La adaptación al nuevo entorno se refleja en detalles arquitectónicos y materiales. Los arqueólogos hallaron una escalera construida con fragmentos de mármol reutilizados, tejas y piedra volcánica local, que permitía el acceso desde un nivel mucho más elevado que el suelo original anterior a la erupción.
Este elemento evidencia cómo los retornados modificaron el espacio para ajustarse a la nueva topografía impuesta por la acumulación de cenizas. En otros puntos, se identificaron huecos en los que se habrían colocado postes de madera para levantar nuevas estructuras sobre los restos de los antiguos edificios.

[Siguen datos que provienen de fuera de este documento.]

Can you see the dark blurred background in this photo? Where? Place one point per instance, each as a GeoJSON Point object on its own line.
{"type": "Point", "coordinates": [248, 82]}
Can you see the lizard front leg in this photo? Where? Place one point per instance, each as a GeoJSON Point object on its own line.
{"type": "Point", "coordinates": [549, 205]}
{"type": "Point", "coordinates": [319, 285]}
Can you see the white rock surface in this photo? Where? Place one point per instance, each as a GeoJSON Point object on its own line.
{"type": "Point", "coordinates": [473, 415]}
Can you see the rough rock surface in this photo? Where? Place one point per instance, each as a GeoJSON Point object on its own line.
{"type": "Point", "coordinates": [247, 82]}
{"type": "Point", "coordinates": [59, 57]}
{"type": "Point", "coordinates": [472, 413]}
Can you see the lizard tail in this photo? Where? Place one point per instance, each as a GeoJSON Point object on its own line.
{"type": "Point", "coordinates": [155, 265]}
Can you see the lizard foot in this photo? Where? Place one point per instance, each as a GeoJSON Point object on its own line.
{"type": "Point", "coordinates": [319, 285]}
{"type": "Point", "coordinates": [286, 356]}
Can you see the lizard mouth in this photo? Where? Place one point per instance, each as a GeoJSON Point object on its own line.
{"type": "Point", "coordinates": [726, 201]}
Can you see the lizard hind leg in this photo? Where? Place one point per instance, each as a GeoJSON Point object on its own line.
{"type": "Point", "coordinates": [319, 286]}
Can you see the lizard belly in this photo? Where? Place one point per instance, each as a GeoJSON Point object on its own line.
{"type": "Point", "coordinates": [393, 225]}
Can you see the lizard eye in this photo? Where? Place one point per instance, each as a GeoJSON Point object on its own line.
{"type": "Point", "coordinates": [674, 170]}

La vida tras la catástrofe no estuvo exenta de dificultades. Entre los hallazgos más elocuentes figura el esqueleto de un caballo, que indica la presencia de animales de trabajo en la ciudad reocupada, y el de un recién nacido, enterrado junto a una moneda acuñada en 161 y que lleva el retrato del emperador Antonino Pío. Este dato aporta una referencia cronológica precisa sobre la continuidad de la vida en el lugar.

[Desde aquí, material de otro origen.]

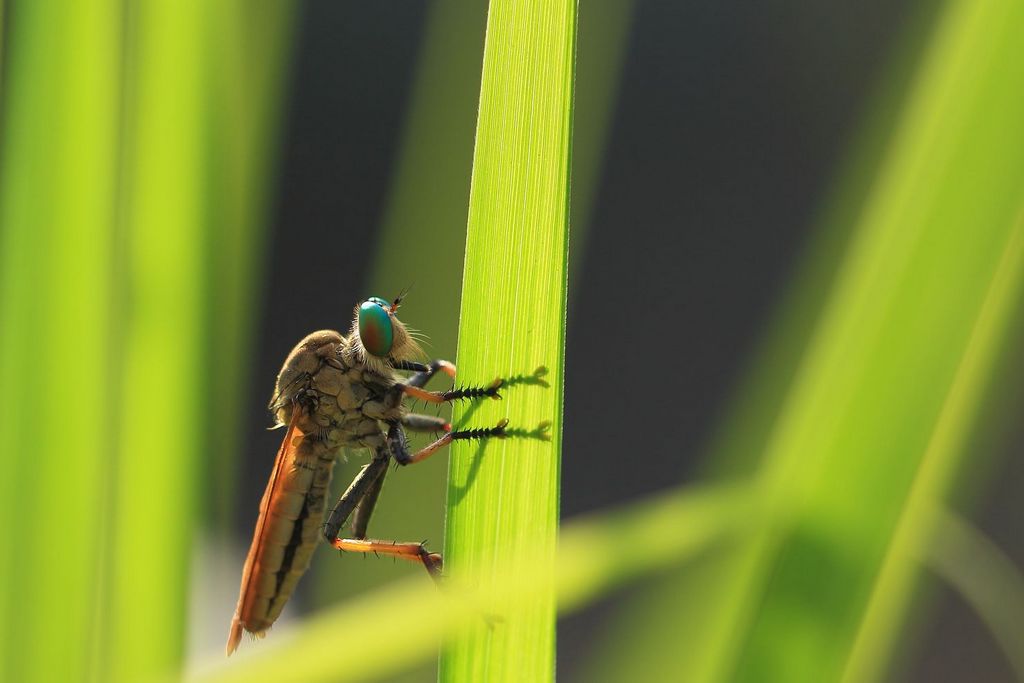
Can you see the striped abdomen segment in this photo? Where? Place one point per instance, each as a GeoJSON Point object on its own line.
{"type": "Point", "coordinates": [287, 532]}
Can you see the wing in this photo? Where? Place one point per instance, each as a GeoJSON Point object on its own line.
{"type": "Point", "coordinates": [284, 539]}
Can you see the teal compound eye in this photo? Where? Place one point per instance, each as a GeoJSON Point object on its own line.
{"type": "Point", "coordinates": [376, 331]}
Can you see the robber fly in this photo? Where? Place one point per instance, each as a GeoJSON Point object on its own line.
{"type": "Point", "coordinates": [336, 391]}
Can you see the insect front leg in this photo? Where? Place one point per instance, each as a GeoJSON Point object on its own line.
{"type": "Point", "coordinates": [425, 372]}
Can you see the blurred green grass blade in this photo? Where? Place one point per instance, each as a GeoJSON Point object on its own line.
{"type": "Point", "coordinates": [676, 527]}
{"type": "Point", "coordinates": [164, 394]}
{"type": "Point", "coordinates": [57, 188]}
{"type": "Point", "coordinates": [918, 524]}
{"type": "Point", "coordinates": [868, 391]}
{"type": "Point", "coordinates": [503, 498]}
{"type": "Point", "coordinates": [248, 60]}
{"type": "Point", "coordinates": [603, 37]}
{"type": "Point", "coordinates": [985, 578]}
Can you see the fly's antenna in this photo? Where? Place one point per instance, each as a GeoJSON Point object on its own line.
{"type": "Point", "coordinates": [397, 301]}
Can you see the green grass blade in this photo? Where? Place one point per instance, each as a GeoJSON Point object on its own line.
{"type": "Point", "coordinates": [868, 396]}
{"type": "Point", "coordinates": [154, 499]}
{"type": "Point", "coordinates": [244, 90]}
{"type": "Point", "coordinates": [503, 499]}
{"type": "Point", "coordinates": [985, 578]}
{"type": "Point", "coordinates": [57, 189]}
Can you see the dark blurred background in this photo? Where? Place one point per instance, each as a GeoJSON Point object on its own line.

Las monedas desempeñan un papel clave en la reconstrucción de la segunda fase de ocupación. Los arqueólogos recuperaron cuatro monedas de bronce del periodo constantiniano, correspondientes a la primera mitad del siglo IV, así como otra vinculada al hijo de Constantino, acuñada en 316. Estos hallazgos permiten trazar la persistencia de la actividad humana en Pompeya mucho después de la erupción inicial.
De especial interés resultan los vestigios de instalaciones culinarias y domésticas, que evidencian una ocupación prolongada. La presencia habitual de cerámica de cocina de barniz rojo procedente del norte de África indica la integración de la ciudad en las redes comerciales de la época.
En una de las edificaciones, los investigadores identificaron una estructura con tres hogares que contenía restos de huesos de animales calcinados y fragmentos de piñas, utilizadas como combustible. En otra, se halló un horno familiar para pan, construido a partir de una cisterna romana y materiales reutilizados, que permaneció en uso hasta mediados del siglo V.
Estos descubrimientos, entre los más recientes de las excavaciones en curso, muestran que la vida en Pompeya se mantuvo, aunque cada vez más precaria, hasta que nuevos episodios sísmicos y una segunda erupción del Vesubio en 472 agravaron el deterioro estructural. En el plazo de 150 años, la presencia romana en la ciudad llegó a su fin, esta vez de manera definitiva.